Could an FDA-approved drug that trains the immune system on tumors benefit the brain? According to a report in the January 18 Nature Medicine, an antibody that boosts the cancer-fighting ability of T cells also prods them to issue a rallying cry that calls peripheral macrophages to the central nervous system. Scientists led by Michal Schwartz, Weizmann Institute of Science, Rehovot, Israel, report that these immune cells then clear Aβ plaques and improve memory in mouse models of Alzheimer’s disease.

“These data add to the growing body of evidence suggesting that peripheral adaptive immunity plays a role in the pathophysiology of Alzheimer’s disease,” said Guillaume Dorothee, INSERM, Paris, who was not involved in the work. “In line with other recent studies, this suggests that immunomodulatory strategies in the periphery may have therapeutic potential in AD.” The ideal immune target and strategy still remain to be determined, he said.

Previously, Schwartz and colleagues reported essentially the same outcomes in mouse models when they used genetic methods to temporarily deplete regulatory T cells in the periphery—effectively easing the brakes on the immune system (Sep 2015 news). This response depended on a burst of interferon-γ (IFN-γ) from circulating effector T cells. The cytokine stimulated the choroid plexus to recruit monocyte-derived macrophages from the periphery to the brain. There, the myeloid cells surrounded and cleared Aβ plaques. In the current study, the group wanted to test a more clinically relevant strategy for eliciting an IFN-γ response from effector T cells.

The FDA-approved melanoma drug pembrolizumab from Merck elicits a similar IFN-γ response. Known as KEYTRUDA, this antibody neutralizes the programmed T cell death 1 (PD-1) receptor on effector T cells. PD-1 normally keeps T cell activity in check and suppresses tumor-fighting activity. It is known as an immune checkpoint. Without PD-1, these cells release IFN-γ and can once again kill tumors (Mamalis et al., 2014). In this paper, the research group tested a similar anti-PD-1 antibody, specifically for use in animals.

To investigate, first author Kuti Baruch from Schwartz's group, collaborating with Ido Amit's immunogenomics group, tested the effects of the anti-PD-1 antibody in 10-month-old 5XFAD mice, which had accumulated significant cerebral Aβ plaques. The researchers injected the mice intraperitoneally twice, three days apart, with either the PD-1 antibody or an IgG control. Some animals got a second round of treatment a month later.

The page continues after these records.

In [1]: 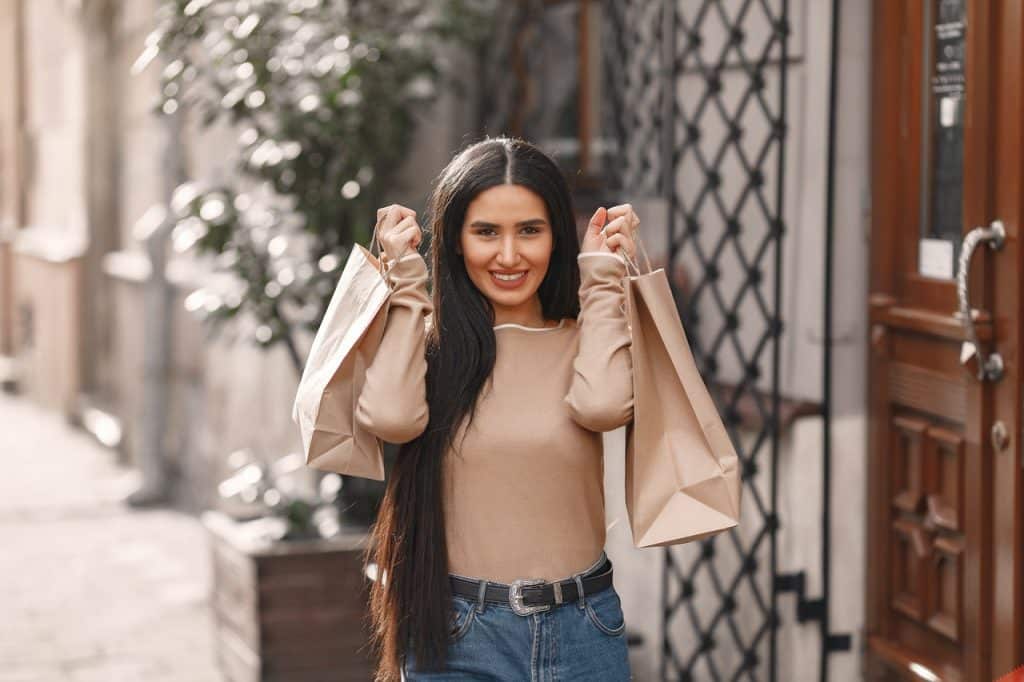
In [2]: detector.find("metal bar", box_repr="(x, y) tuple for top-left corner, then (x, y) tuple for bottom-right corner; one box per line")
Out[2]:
(818, 0), (840, 682)
(769, 0), (790, 682)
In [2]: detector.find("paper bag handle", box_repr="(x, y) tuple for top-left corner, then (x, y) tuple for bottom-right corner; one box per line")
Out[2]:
(369, 208), (409, 275)
(623, 224), (652, 276)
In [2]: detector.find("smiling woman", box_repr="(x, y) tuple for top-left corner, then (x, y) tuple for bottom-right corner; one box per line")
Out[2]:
(457, 184), (558, 327)
(355, 137), (638, 682)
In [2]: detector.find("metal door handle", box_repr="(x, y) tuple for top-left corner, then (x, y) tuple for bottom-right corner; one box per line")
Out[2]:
(956, 220), (1007, 381)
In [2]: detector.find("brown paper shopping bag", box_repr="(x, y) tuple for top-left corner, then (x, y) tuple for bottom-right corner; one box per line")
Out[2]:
(292, 223), (399, 480)
(625, 236), (740, 547)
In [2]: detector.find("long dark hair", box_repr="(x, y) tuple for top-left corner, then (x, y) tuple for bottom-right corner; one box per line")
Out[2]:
(365, 136), (580, 682)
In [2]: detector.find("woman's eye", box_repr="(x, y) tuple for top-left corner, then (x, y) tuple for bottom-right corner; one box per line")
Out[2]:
(476, 225), (541, 237)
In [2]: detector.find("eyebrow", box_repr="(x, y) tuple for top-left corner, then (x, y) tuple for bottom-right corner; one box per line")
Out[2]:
(469, 218), (548, 227)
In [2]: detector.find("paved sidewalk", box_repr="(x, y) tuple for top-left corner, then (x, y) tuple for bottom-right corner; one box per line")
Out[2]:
(0, 393), (222, 682)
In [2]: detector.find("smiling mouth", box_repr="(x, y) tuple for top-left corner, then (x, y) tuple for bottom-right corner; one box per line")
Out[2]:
(490, 270), (526, 282)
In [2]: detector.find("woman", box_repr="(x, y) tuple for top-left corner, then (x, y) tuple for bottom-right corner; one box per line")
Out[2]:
(355, 137), (639, 682)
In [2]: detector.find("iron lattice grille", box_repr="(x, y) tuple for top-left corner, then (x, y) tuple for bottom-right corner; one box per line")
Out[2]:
(602, 0), (790, 681)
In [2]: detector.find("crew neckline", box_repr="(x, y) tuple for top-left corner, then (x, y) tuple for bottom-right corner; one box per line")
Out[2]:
(494, 317), (565, 332)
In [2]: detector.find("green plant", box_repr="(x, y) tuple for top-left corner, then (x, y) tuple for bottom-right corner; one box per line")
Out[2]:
(133, 0), (497, 528)
(133, 0), (496, 373)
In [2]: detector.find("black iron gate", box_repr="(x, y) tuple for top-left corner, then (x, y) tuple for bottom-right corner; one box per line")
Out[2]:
(603, 0), (850, 681)
(479, 0), (850, 682)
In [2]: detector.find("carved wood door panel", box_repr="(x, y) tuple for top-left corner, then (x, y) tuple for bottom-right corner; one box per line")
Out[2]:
(863, 0), (1024, 682)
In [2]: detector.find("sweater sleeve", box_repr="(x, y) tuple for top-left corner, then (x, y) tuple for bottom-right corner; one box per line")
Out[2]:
(563, 252), (633, 431)
(355, 252), (433, 443)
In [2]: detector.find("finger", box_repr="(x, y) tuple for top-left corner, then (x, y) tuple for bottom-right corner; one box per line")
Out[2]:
(608, 204), (633, 218)
(384, 204), (416, 226)
(601, 216), (627, 237)
(387, 215), (416, 237)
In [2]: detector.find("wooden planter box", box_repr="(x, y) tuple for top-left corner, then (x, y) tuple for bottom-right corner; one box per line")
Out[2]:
(202, 511), (374, 682)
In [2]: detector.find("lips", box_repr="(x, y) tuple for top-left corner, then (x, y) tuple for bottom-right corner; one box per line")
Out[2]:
(490, 270), (527, 289)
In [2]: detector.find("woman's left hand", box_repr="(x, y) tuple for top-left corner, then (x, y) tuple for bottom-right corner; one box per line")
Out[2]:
(580, 204), (640, 259)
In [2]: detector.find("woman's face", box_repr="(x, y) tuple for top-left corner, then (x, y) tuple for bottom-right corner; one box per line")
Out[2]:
(459, 184), (554, 325)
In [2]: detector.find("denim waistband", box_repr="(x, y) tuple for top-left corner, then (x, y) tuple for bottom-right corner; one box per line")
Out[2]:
(449, 549), (608, 587)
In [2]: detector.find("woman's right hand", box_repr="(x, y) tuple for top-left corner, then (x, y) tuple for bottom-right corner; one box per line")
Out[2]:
(377, 204), (422, 262)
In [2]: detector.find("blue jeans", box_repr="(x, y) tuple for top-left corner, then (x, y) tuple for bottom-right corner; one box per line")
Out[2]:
(401, 552), (632, 682)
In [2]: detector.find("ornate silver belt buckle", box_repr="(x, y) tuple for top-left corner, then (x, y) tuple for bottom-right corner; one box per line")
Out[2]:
(509, 578), (551, 615)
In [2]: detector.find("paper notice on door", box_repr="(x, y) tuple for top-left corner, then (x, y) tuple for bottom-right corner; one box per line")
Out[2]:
(918, 239), (953, 280)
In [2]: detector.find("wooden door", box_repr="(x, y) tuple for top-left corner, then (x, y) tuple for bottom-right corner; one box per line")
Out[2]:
(863, 0), (1024, 682)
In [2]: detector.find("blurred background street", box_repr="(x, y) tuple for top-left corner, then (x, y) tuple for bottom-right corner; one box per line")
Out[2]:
(0, 393), (222, 682)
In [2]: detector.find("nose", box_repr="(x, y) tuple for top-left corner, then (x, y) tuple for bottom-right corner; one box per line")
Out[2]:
(498, 237), (519, 267)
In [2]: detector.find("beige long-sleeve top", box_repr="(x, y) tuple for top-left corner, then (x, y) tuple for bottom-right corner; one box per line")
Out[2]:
(355, 252), (633, 583)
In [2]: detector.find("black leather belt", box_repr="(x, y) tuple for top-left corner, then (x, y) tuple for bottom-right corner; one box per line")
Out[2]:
(449, 558), (611, 615)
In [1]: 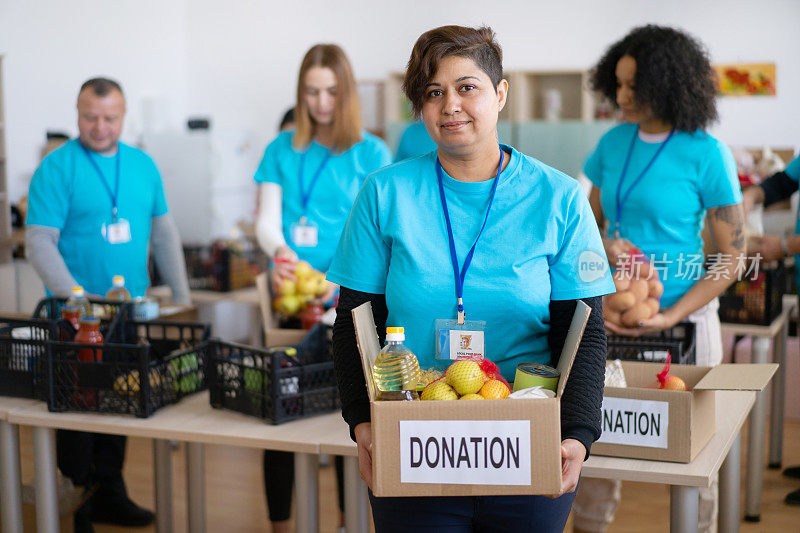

The anti-PD-1 antibody appeared to elicit a robust IFN-γ response. A week after the first injection, more CD4+ T cells from the treated mice were producing IFN-γ and RNA sequencing revealed an IFN-γ-associated expression profile at the choroid plexus. The researchers isolated the choroid plexus from mouse brain and analyzed it, but did not compare it to other tissues. More myeloid cells infiltrated the brains of treated mice, while astrogliosis and Aβ plaque load in the hippocampi and cerebral cortices fell by half. Mice that got a second round of injections wound up with even less Aβ.

These pathology benefits seemed to translate to behavior, the scientists reported. A month after the first round of injections, treated mice remembered the location of a hidden platform in a radial arm water maze better than untreated controls. Mice given a second round of treatment performed almost as well as wild types. Cognitive deficits returned in mice that got only one set of injections, suggesting that repeat dosing is needed to maintain benefits.

The results appeared to extend to other mouse models of Alzheimer’s. In eight- or 11-month-old APP/PS1 mice, the anti-PD-1 antibody reduced Aβ plaque area and number by at least half. No behavioral assays were reported for these mice.

“This is the first time immunotherapy based on immune checkpoint blockade is suggested in the context of a neurodegenerative disease,” Schwartz told Alzforum, adding, “Since it is based on an existing FDA-approved therapy for cancer, it can potentially be immediately tested in patients suffering from Alzheimer’s disease.” She pointed out that the therapy is not directed against any specific disease pathology, but rather helps the immune system “cleanse” the brain of toxic materials, including Aβ. She plans to explore whether blocking other immune checkpoints treats AD mouse models. A Merck representative said the company has no current plans to test pembrolizumab in AD.

Though Schwartz’ data imply that boosting systemic immunity could help clear Aβ when a full load of amyloid pathology is present in the brain, Dorothee found a different result at an earlier stage of pathogenesis in mice, when plaques first appeared (Apr 2015 conference news). In that soon-to-be-published study, microgliosis rose and performance on behavioral outcomes improved when regulatory T cells were stimulated, not inhibited. Disease worsened in their absence. “To me this suggests a complex and dynamic process that involves multiple immune effectors, with changes depending on the state of neuroinflammation and the stage of disease progression,” Dorothee said.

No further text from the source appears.